We write the matrix composed of the columns in the dictionary ${\mathit{D}}_1$ as ${\mathit{D}}_{{\mathit{A}}^k}\in {\mathit{R}}^{n\times \left|{\mathit{A}}^k\right|}$; at this time, it becomes necessary to find the minimum value of $||{\mathit{D}}_{{\mathit{A}}^k}{\mathit{\alpha }}_{{\mathit{A}}^k}-\mathit{s}|{|}_2^2$, which is the remaining part of sparse matrix ${\mathit{\alpha }}_1$ after removing zero elements. Making the derivative of this quadratic form equal to zero can provide the solution of the minimization problem, as follows:

$${\mathit{D}}_{{\mathit{A}}^k}^T\left({\mathit{D}}_{{\mathit{A}}^k}{\mathit{\alpha }}_{{\mathit{A}}^k}-\mathit{s}\right)=-{\mathit{D}}_{{\mathit{A}}^k}^T{\mathit{r}}^k=0$$

(10)

Equation (10) uses the residual formula of the $k$th iteration, ${\mathit{r}}^k=\mathit{s}-{\mathit{D}}_1{\gamma }_k=\mathit{s}-{\mathit{D}}_{{\mathit{A}}^k}{\mathit{\alpha }}_{{\mathit{A}}^k}$. This relationship shows that the column selected in the support set ${\mathit{A}}^k$ in Fourier dictionary ${\mathit{D}}_1$ must be orthogonal to the residual ${\mathit{r}}^k$, which also leads to the next iteration. Because the atoms in the Fourier dictionary are sine wave unit functions of a specific frequency and orthogonal to each other, the inner product of any two atoms is zero. The interpretation of the vibration signal from the energy point of view can be expressed as:

$$||\mathit{s}|{|}_2^2=||{\mathit{D}}_{A^k}{\mathit{\alpha }}_{A^k}+{\mathit{r}}^k||{}_2^2={\displaystyle \sum }_{i=1}^k{\mathit{a}}_{{\mathit{A}}^k}^2+||{\mathit{r}}^{\mathit{k}}||{}_2^2$$

(11)

There are two kinds of stopping conditions for the traditional orthogonal matching pursuit algorithm: one is that the residual error is less than the preset value, and the other is that it reaches the preset number of iterations and then stops.
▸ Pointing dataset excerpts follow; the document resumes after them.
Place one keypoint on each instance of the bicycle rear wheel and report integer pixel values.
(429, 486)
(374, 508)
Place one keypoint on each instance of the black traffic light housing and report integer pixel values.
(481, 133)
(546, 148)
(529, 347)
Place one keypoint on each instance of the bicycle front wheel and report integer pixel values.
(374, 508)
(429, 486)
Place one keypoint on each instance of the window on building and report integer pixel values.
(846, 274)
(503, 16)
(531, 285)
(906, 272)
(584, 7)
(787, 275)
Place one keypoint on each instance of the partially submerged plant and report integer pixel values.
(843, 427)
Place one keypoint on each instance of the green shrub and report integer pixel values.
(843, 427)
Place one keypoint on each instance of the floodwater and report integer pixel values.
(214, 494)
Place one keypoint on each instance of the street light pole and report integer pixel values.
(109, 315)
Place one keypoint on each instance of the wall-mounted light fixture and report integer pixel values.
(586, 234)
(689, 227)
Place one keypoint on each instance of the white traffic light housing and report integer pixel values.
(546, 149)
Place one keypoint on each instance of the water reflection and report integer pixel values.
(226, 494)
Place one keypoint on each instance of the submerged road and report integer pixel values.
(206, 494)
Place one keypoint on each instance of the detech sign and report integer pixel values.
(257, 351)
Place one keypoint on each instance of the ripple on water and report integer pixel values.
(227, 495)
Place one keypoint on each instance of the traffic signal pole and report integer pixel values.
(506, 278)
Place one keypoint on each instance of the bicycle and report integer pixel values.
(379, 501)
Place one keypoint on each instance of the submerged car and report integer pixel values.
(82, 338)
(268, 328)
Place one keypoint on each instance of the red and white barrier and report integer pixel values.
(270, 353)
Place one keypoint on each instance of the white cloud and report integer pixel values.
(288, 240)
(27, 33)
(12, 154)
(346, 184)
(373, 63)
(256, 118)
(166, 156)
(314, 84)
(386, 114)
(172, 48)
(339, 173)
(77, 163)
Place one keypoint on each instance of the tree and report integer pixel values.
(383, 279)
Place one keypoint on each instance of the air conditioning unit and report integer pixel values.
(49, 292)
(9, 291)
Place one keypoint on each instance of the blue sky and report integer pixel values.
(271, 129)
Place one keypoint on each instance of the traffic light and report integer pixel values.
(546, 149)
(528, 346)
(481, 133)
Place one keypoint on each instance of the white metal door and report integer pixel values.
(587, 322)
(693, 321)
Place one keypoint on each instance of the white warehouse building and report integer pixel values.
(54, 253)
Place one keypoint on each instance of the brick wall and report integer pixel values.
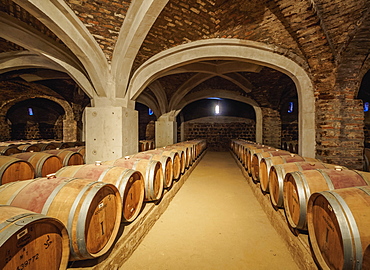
(218, 130)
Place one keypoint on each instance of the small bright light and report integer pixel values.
(217, 109)
(366, 106)
(291, 107)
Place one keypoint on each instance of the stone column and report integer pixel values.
(271, 127)
(4, 129)
(110, 133)
(340, 135)
(165, 130)
(69, 130)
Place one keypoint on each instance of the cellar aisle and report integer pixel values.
(213, 222)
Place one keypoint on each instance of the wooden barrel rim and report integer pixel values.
(348, 229)
(18, 222)
(13, 160)
(92, 188)
(126, 176)
(276, 194)
(303, 193)
(153, 190)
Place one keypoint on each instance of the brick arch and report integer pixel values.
(69, 134)
(238, 50)
(227, 94)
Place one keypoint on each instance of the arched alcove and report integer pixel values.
(36, 118)
(146, 122)
(217, 120)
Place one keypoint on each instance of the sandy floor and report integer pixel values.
(213, 222)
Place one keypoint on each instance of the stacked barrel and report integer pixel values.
(76, 213)
(328, 202)
(25, 160)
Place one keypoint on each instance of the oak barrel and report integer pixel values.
(78, 149)
(182, 154)
(67, 157)
(277, 175)
(9, 150)
(253, 150)
(15, 169)
(90, 210)
(257, 157)
(338, 224)
(166, 162)
(46, 146)
(151, 171)
(130, 184)
(185, 151)
(43, 163)
(175, 158)
(267, 162)
(30, 240)
(299, 185)
(29, 148)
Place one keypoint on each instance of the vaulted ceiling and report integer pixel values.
(93, 44)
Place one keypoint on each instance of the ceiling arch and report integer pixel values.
(244, 51)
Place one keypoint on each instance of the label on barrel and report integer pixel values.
(22, 233)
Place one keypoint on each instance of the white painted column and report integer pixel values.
(165, 131)
(110, 133)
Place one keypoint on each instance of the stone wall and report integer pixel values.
(218, 130)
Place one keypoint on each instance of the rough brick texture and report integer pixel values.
(218, 130)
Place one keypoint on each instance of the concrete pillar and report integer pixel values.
(110, 133)
(69, 130)
(165, 132)
(271, 127)
(5, 129)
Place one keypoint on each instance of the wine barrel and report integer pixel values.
(151, 171)
(14, 169)
(90, 210)
(46, 146)
(191, 151)
(267, 162)
(298, 186)
(338, 224)
(43, 163)
(62, 145)
(181, 154)
(254, 150)
(67, 157)
(130, 184)
(278, 172)
(79, 149)
(166, 162)
(175, 159)
(257, 157)
(30, 240)
(9, 150)
(186, 153)
(28, 148)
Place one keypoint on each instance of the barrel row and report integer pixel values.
(84, 204)
(14, 148)
(291, 146)
(328, 202)
(27, 165)
(145, 145)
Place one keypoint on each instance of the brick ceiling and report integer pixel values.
(317, 31)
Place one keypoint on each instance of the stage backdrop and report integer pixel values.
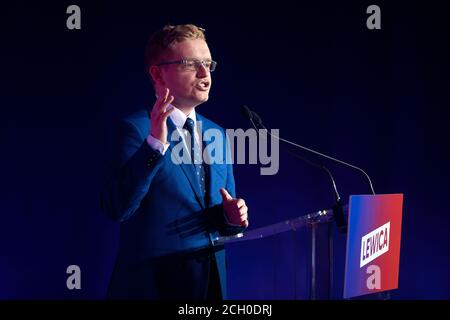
(375, 98)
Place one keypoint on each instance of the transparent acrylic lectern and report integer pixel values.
(320, 225)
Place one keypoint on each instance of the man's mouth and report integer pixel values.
(203, 85)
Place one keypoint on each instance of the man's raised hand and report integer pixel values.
(159, 116)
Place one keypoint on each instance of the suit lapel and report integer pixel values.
(187, 168)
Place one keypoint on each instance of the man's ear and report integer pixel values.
(156, 75)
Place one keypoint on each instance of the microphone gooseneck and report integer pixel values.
(253, 116)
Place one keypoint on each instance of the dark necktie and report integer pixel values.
(196, 154)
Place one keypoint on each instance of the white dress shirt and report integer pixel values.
(179, 119)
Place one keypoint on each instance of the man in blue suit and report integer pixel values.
(171, 209)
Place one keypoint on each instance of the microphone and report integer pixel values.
(253, 117)
(338, 212)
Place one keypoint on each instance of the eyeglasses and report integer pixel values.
(193, 64)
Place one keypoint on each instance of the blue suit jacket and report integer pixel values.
(165, 219)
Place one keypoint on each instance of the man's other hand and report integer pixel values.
(235, 209)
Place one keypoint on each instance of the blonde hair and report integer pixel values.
(161, 41)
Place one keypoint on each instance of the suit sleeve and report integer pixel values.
(134, 165)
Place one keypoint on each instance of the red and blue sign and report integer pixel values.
(373, 244)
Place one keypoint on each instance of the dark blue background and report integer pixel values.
(377, 99)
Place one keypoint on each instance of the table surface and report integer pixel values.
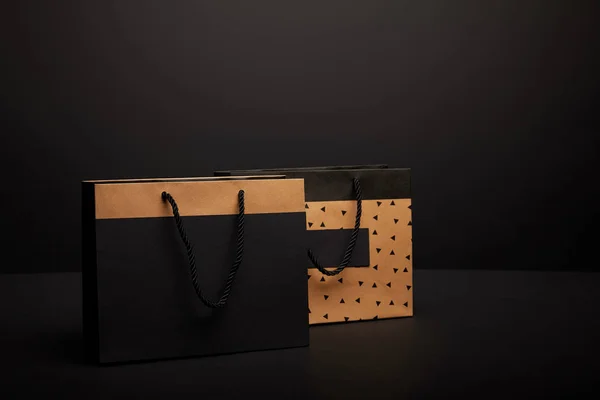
(490, 334)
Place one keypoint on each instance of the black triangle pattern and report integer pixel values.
(378, 250)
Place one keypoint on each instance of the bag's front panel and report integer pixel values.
(147, 307)
(384, 290)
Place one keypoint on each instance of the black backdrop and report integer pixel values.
(491, 103)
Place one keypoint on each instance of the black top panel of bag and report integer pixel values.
(194, 179)
(335, 183)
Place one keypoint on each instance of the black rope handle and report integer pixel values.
(239, 252)
(351, 244)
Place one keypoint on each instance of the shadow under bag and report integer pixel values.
(191, 267)
(359, 225)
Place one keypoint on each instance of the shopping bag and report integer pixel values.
(363, 271)
(193, 266)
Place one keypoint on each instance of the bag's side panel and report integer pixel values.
(148, 307)
(89, 273)
(384, 290)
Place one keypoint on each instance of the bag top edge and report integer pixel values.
(189, 179)
(316, 169)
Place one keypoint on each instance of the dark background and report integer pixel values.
(492, 103)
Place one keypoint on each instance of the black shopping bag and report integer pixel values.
(194, 266)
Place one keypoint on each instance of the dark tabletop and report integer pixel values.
(486, 334)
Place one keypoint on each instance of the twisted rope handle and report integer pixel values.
(348, 254)
(239, 252)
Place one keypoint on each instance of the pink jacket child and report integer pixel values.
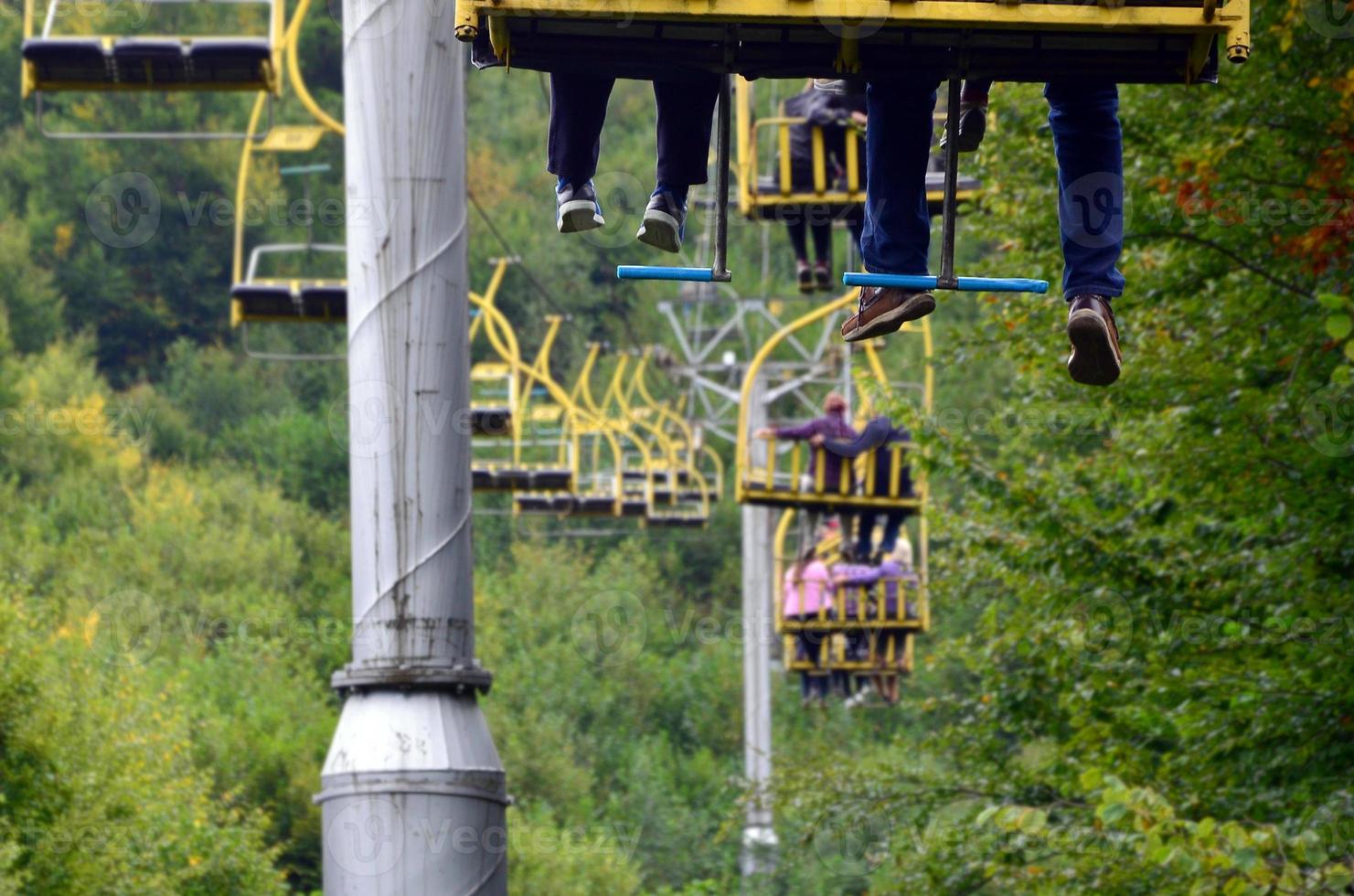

An adaptive orthogonal matching pursuit algorithm is used to separate harmonic components. From Formula (11), it can be seen that harmonic components and modulation components are distributed on sine waves with definite frequencies, such that we can perform the calculation according to the sparse coefficients of these atoms. Supposing that the maximum value of the sparse coefficients obtained after $k$ iterations is$a$ and the minimum value is $b$, when $a>\rho b,$ the iteration stops outputting sparse coefficients. In order to better recover signals, $\rho =5$ can be set through experiments. Finally, the residual signal is the composite signal of the impact component and noise. The flow chart of the use of the adaptive orthogonal matching pursuit algorithm to separate harmonic and modulation components is shown in Figure 1.
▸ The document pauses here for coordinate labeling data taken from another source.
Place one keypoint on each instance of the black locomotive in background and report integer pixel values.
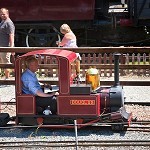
(95, 22)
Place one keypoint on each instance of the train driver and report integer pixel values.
(30, 85)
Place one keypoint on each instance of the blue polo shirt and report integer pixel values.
(30, 83)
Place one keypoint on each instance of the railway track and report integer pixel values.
(69, 144)
(126, 103)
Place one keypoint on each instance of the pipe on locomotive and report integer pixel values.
(116, 69)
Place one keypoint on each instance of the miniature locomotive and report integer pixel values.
(76, 101)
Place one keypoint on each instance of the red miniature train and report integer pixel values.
(76, 101)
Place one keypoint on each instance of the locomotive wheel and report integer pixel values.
(117, 127)
(42, 37)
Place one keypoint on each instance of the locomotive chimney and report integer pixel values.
(116, 69)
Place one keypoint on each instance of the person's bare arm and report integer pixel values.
(11, 41)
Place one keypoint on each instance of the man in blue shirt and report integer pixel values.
(30, 85)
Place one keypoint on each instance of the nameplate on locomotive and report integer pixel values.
(82, 102)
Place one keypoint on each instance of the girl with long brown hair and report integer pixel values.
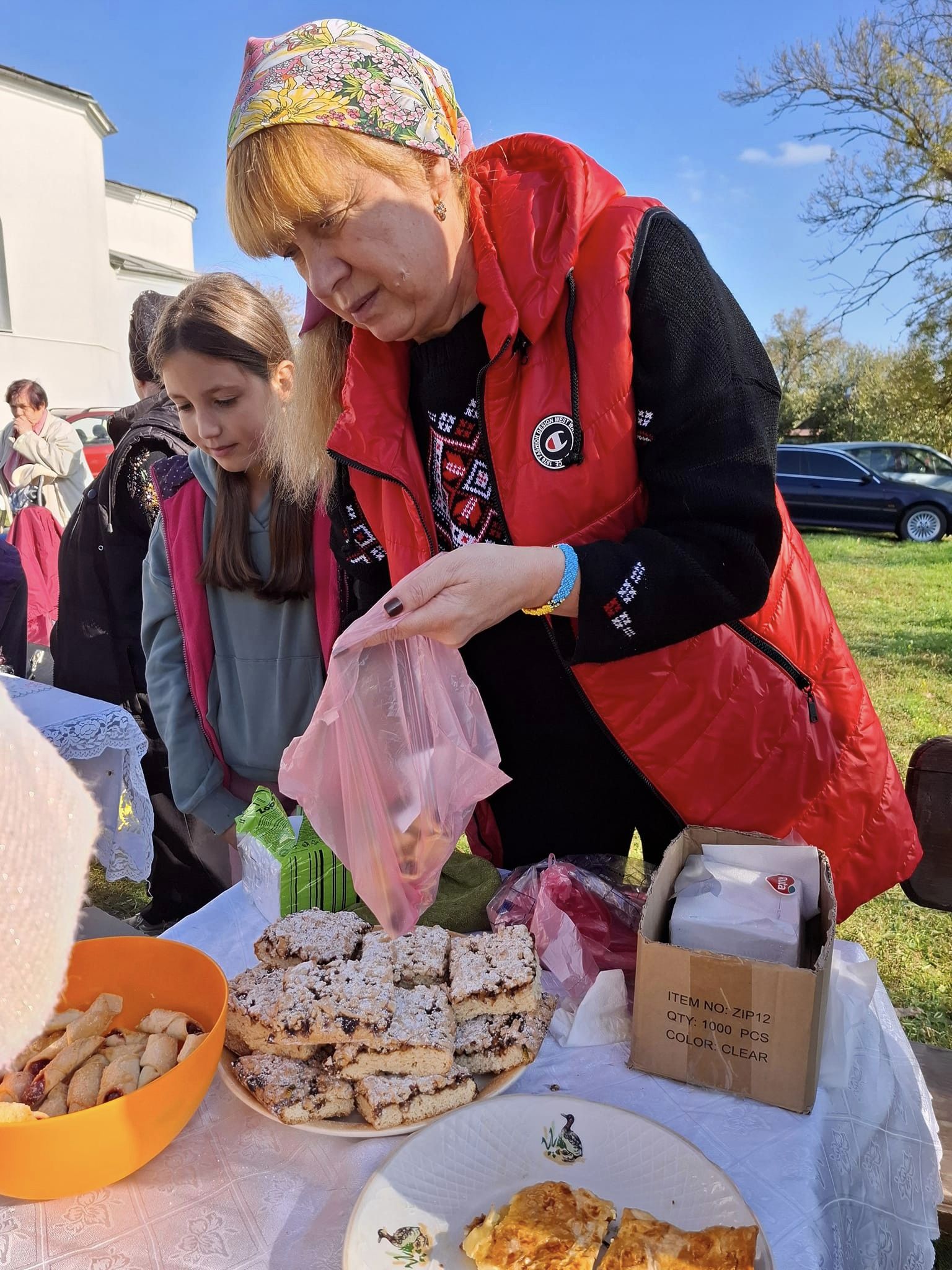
(239, 586)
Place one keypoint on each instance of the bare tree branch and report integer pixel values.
(881, 92)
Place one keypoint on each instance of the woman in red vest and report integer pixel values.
(547, 436)
(239, 587)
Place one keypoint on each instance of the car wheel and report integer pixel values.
(923, 525)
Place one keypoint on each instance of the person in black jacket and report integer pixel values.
(98, 643)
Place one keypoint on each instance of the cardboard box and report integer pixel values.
(725, 1023)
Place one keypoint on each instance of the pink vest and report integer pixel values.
(183, 520)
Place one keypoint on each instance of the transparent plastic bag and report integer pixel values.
(397, 757)
(584, 912)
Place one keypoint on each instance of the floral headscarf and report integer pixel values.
(347, 75)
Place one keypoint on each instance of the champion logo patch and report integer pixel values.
(552, 441)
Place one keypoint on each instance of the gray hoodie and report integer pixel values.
(266, 677)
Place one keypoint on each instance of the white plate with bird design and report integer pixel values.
(415, 1209)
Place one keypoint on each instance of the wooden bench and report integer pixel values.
(930, 793)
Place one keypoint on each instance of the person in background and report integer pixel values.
(13, 611)
(41, 456)
(240, 592)
(550, 436)
(98, 638)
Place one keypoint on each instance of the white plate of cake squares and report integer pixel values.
(340, 1030)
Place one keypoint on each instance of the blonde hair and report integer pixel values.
(276, 179)
(221, 315)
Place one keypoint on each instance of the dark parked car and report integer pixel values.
(826, 486)
(918, 464)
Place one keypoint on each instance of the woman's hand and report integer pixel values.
(460, 593)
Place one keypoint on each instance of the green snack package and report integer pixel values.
(286, 873)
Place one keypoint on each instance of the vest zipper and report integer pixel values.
(574, 455)
(803, 681)
(487, 447)
(207, 730)
(604, 728)
(394, 481)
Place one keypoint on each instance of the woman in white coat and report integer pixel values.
(41, 458)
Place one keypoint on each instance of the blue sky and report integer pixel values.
(635, 84)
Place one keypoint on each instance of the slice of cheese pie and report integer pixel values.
(645, 1244)
(547, 1227)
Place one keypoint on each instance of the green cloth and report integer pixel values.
(466, 886)
(300, 871)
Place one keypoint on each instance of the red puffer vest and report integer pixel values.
(182, 507)
(763, 726)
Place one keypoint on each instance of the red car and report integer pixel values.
(90, 425)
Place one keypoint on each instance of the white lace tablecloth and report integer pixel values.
(852, 1186)
(104, 746)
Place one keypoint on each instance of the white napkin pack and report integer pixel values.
(749, 902)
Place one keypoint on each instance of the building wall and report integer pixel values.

2.2. K-SVD Dictionary Learning Algorithm with an Improved Termination Criterion

In order to solve the problem that the pre-built dictionary has poor adaptability when faced with different types of fault signals, a feature extraction method of learning dictionaries is proposed. For different types of fault signals, the feature information can be extracted more accurately through dictionary learning, and the interference of irrelevant information can be reduced so that the fault types can be detected. The sparse feature extraction method of learning of a dictionary is divided into two essential steps: a sparse representation solution and dictionary learning. We improve the K-SVD algorithm to optimize the stopping criterion of the dictionary learning feature extraction method, in order to better identify the fault information.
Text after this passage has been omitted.